CirRNAPL: A web server for the identification of circRNA based on extreme learning machine

Comput Struct Biotechnol J. 2020 Apr 2:18:834-842. doi: 10.1016/j.csbj.2020.03.028. eCollection 2020.

Abstract

Circular RNA (circRNA) plays an important role in the development of diseases, and it provides a novel idea for drug development. Accurate identification of circRNAs is important for a deeper understanding of their functions. In this study, we developed a new classifier, CirRNAPL, which extracts the features of nucleic acid composition and structure of the circRNA sequence and optimizes the extreme learning machine based on the particle swarm optimization algorithm. We compared CirRNAPL with existing methods, including blast, on three datasets and found CirRNAPL significantly improved the identification accuracy for the three datasets, with accuracies of 0.815, 0.802, and 0.782, respectively. Additionally, we performed sequence alignment on 564 sequences of the independent detection set of the third data set and analyzed the expression level of circRNAs. Results showed the expression level of the sequence is positively correlated with the abundance. A user-friendly CirRNAPL web server is freely available at http://server.malab.cn/CirRNAPL/.

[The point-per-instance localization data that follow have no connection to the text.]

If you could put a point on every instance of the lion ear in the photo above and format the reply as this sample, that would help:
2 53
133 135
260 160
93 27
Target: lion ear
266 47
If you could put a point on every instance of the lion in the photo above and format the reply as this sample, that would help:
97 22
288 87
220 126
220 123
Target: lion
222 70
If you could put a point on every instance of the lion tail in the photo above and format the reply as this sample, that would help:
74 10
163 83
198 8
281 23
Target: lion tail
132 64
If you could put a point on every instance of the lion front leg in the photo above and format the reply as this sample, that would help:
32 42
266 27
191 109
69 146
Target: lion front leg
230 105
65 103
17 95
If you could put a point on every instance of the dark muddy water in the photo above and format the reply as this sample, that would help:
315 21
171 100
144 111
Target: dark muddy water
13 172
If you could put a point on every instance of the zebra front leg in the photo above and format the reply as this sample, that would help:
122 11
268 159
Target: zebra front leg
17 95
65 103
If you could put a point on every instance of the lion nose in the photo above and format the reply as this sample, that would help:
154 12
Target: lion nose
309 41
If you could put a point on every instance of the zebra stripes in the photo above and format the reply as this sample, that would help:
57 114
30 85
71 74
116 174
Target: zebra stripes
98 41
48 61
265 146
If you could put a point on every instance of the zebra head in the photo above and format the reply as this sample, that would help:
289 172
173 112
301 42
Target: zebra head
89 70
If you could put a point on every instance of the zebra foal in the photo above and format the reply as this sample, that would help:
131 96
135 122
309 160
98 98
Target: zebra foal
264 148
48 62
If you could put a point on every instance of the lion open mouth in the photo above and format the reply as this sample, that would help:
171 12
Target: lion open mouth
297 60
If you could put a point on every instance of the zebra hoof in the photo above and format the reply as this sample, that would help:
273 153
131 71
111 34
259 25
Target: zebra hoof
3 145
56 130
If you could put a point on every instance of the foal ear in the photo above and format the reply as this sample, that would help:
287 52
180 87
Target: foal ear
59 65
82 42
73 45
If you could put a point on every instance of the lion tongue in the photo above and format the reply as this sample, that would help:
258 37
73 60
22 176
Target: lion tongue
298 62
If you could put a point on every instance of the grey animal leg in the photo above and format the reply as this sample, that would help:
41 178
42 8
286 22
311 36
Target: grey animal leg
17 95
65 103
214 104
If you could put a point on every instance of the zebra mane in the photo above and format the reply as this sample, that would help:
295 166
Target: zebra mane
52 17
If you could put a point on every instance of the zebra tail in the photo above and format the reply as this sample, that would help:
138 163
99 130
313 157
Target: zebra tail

Keywords: ACC, Accuracy; CNN, Convolutional Neural Networks; Circular RNA; DAC, Dinucleotide-based auto-covariance; DACC, Dinucleotide-based auto-cross-covariance; DCC, Dinucleotide-based cross-covariance; ELM, extreme learning machine; Expression level; Extreme learning machine; GAC, Geary autocorrelation; Identification; MAC, Moran autocorrelation; MCC, Matthews Correlation Coefficient; MRMD, Maximum-Relevance-Maximum-Distance; NMBAC, Normalized Moreau–Broto autocorrelation; PC-PseDNC-General, General parallel correlation pseudo-dinucleotide composition; PCGs, protein coding genes; PSO, particle swarm optimization algorithm; Particle swarm optimization algorithm; PseDPC, Pseudo-distance structure status pair composition; PseSSC, Pseudo-structure status composition; RBF, radial basis function; RF, random forest; SC-PseDNC-General, General series correlation pseudo-dinucleotide composition; SE, Sensitivity; SP, Specifity; SVM, support vector machine; Triplet, Local structure-sequence triplet element; circRNA, circular RNA; lncRNAs, long non-coding RNAs.